The young Hermann Wöhler started studying in his native Hanover, and then at the Kunstgewerbeakademie in Dresden and at the Staatlichen Kunsthochschule in Berlin, where he was named in 1923 Akademischer Zeichenlehrer, i.e. drawing teacher. A n intellectual man, Wöhler was well-versed in German art, history, philosophy and classical literature, as well as in Oriental and Eastern religions, Gnosticism and the Kabbalah. From the start of his career, Wöhler did indeed take his subjects from the German mythology and literature, but transforming then in striking works characterized by bizarre imagery and imaginative compositions.
Wöhler worked in black and white, producing elaborate large-scale drawings in pen and ink. In 1918 his first work was a portfolio of seven large ink compositions, plus a title page, under the title Zwielicht: Sieben Sinnbilder / Erste Geschichte des Erwachenden Schicksals vor dem Licht [Twilight: Seven Symbols / The First History of the Awakening Fate of Light], and he then pursued in creating series of sizeable ink drawings throughout the 1920s. The so-called series were often not a precise program at the very beginning of the process, and most of them have not been kept together, which make somehow difficult to size its meaning.
These fantastic drawings are very rare to find. From 1934 until his death in 1961, Wöhler served as a Professor of art at the Pädagogischen Kunsthochschule in Hanover. His long career as an art teacher largely precluded him from selling or exhibiting his own work, and his oeuvre was completely unknown to the public in his lifetime.

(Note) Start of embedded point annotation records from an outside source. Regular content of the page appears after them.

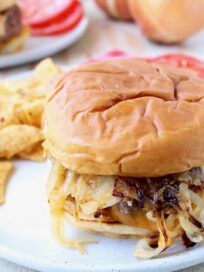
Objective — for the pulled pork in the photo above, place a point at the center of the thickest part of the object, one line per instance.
(167, 202)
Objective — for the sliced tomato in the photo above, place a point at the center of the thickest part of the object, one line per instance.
(180, 60)
(43, 12)
(61, 27)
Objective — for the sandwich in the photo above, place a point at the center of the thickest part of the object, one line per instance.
(12, 33)
(126, 140)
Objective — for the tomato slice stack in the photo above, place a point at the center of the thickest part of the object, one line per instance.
(51, 17)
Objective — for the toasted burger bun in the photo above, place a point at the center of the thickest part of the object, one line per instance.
(16, 43)
(126, 117)
(5, 4)
(168, 21)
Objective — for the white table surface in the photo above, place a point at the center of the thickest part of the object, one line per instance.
(102, 35)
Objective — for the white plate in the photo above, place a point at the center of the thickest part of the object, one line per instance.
(37, 48)
(26, 238)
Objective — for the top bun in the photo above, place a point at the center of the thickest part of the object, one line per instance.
(126, 117)
(5, 4)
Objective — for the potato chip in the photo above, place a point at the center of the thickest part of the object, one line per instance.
(15, 139)
(35, 86)
(6, 168)
(30, 113)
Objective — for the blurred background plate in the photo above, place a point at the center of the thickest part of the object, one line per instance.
(37, 48)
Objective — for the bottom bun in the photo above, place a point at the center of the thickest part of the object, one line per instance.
(16, 43)
(107, 228)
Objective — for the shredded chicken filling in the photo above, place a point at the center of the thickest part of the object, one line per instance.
(169, 206)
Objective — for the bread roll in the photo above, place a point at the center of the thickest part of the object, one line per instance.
(115, 8)
(168, 21)
(126, 117)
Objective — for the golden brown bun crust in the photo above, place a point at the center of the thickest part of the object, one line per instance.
(126, 117)
(168, 21)
(5, 4)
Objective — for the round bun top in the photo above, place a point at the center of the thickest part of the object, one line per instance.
(126, 117)
(5, 4)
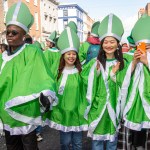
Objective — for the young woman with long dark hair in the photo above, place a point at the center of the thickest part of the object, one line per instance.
(105, 81)
(67, 116)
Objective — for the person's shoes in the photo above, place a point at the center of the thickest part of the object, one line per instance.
(39, 137)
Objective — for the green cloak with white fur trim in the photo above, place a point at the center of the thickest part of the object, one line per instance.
(137, 112)
(23, 76)
(104, 95)
(68, 115)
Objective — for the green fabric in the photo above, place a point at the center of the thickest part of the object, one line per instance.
(140, 30)
(24, 75)
(52, 37)
(98, 101)
(116, 29)
(129, 55)
(53, 59)
(73, 26)
(70, 110)
(94, 29)
(24, 17)
(137, 113)
(130, 40)
(68, 40)
(36, 43)
(83, 51)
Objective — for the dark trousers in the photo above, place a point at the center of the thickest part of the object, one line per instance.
(21, 142)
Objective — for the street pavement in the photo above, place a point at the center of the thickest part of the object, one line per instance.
(51, 140)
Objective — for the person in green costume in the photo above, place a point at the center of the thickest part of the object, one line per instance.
(24, 77)
(52, 54)
(106, 80)
(67, 116)
(137, 113)
(90, 48)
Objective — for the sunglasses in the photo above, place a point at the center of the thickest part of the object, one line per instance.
(13, 32)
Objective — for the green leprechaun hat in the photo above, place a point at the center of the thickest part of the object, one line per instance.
(19, 14)
(73, 26)
(131, 41)
(68, 40)
(52, 37)
(94, 29)
(111, 25)
(140, 31)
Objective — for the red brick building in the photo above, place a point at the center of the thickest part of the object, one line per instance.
(34, 6)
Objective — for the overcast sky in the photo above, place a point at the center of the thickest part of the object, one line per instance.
(126, 10)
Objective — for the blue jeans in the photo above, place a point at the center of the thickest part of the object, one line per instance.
(71, 138)
(99, 145)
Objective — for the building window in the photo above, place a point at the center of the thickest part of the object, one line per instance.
(36, 21)
(65, 23)
(35, 2)
(65, 12)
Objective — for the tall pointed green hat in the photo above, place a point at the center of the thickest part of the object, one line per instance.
(73, 26)
(52, 37)
(111, 25)
(94, 29)
(68, 40)
(19, 14)
(131, 41)
(140, 31)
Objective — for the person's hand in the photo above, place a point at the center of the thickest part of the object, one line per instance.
(115, 68)
(98, 65)
(137, 56)
(44, 101)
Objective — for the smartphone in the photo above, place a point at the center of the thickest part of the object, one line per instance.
(142, 47)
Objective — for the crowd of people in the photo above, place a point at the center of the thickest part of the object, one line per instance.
(100, 86)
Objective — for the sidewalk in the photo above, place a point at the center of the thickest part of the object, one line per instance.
(51, 141)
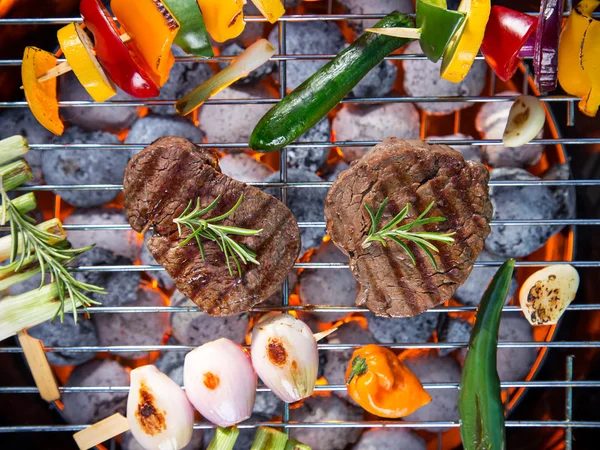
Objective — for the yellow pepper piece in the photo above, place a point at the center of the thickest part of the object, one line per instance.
(224, 18)
(579, 56)
(79, 52)
(153, 29)
(41, 97)
(464, 46)
(271, 9)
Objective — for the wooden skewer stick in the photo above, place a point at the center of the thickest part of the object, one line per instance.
(65, 67)
(101, 431)
(39, 367)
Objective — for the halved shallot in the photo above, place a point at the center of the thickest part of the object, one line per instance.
(285, 356)
(159, 414)
(220, 382)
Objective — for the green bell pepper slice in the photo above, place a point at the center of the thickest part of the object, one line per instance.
(192, 37)
(479, 402)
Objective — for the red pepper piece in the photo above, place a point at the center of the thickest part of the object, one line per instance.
(506, 33)
(120, 60)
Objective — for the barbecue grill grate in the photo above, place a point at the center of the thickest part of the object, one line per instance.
(284, 186)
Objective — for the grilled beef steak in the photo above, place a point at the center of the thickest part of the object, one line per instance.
(416, 173)
(159, 183)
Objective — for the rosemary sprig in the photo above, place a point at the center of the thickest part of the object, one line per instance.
(51, 255)
(211, 230)
(420, 238)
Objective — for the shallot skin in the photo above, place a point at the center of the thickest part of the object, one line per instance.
(159, 414)
(220, 382)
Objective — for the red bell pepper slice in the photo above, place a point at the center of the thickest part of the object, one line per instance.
(506, 33)
(120, 60)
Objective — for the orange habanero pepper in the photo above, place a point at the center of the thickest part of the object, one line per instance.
(382, 385)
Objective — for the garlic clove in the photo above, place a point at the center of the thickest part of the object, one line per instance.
(285, 356)
(525, 120)
(547, 293)
(159, 414)
(220, 382)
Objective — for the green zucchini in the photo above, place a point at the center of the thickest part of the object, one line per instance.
(313, 99)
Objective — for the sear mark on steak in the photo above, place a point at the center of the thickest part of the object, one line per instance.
(159, 183)
(416, 173)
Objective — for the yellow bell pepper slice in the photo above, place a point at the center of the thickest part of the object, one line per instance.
(224, 18)
(579, 57)
(41, 97)
(153, 29)
(270, 9)
(79, 52)
(464, 46)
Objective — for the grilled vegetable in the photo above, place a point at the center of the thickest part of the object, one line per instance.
(220, 382)
(545, 58)
(546, 294)
(224, 18)
(436, 25)
(525, 120)
(79, 52)
(578, 61)
(269, 439)
(192, 36)
(271, 9)
(254, 56)
(159, 414)
(512, 29)
(479, 403)
(153, 29)
(285, 356)
(41, 97)
(128, 70)
(313, 99)
(463, 48)
(382, 385)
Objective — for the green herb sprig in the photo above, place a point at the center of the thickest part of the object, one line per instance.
(211, 230)
(51, 255)
(397, 233)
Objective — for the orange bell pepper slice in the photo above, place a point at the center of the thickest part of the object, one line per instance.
(224, 18)
(382, 385)
(41, 97)
(153, 28)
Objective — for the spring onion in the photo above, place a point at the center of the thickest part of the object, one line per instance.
(285, 356)
(269, 439)
(12, 147)
(30, 309)
(525, 120)
(254, 56)
(224, 439)
(159, 414)
(220, 382)
(547, 293)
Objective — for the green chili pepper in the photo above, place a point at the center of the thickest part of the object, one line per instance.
(192, 37)
(437, 24)
(479, 403)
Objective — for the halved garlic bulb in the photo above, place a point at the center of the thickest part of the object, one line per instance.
(285, 356)
(159, 414)
(547, 293)
(525, 120)
(220, 382)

Later in his career, Wöhler turned towards fairy-tale themes, producing tempera paintings of such subjects, for the most part executed in the 1940s, as a reaction to the horrors of war. It was not until 1987, that the first exhibition of Wöhler’s work was mounted, at the Historischen Museum in Hanover. In January 2015, the Deutsches Märchen und Wesersagenmuseum held an exhibition of sixty paintings, commemorating the acquisition by the museum, from his heirs, of over two hundred works.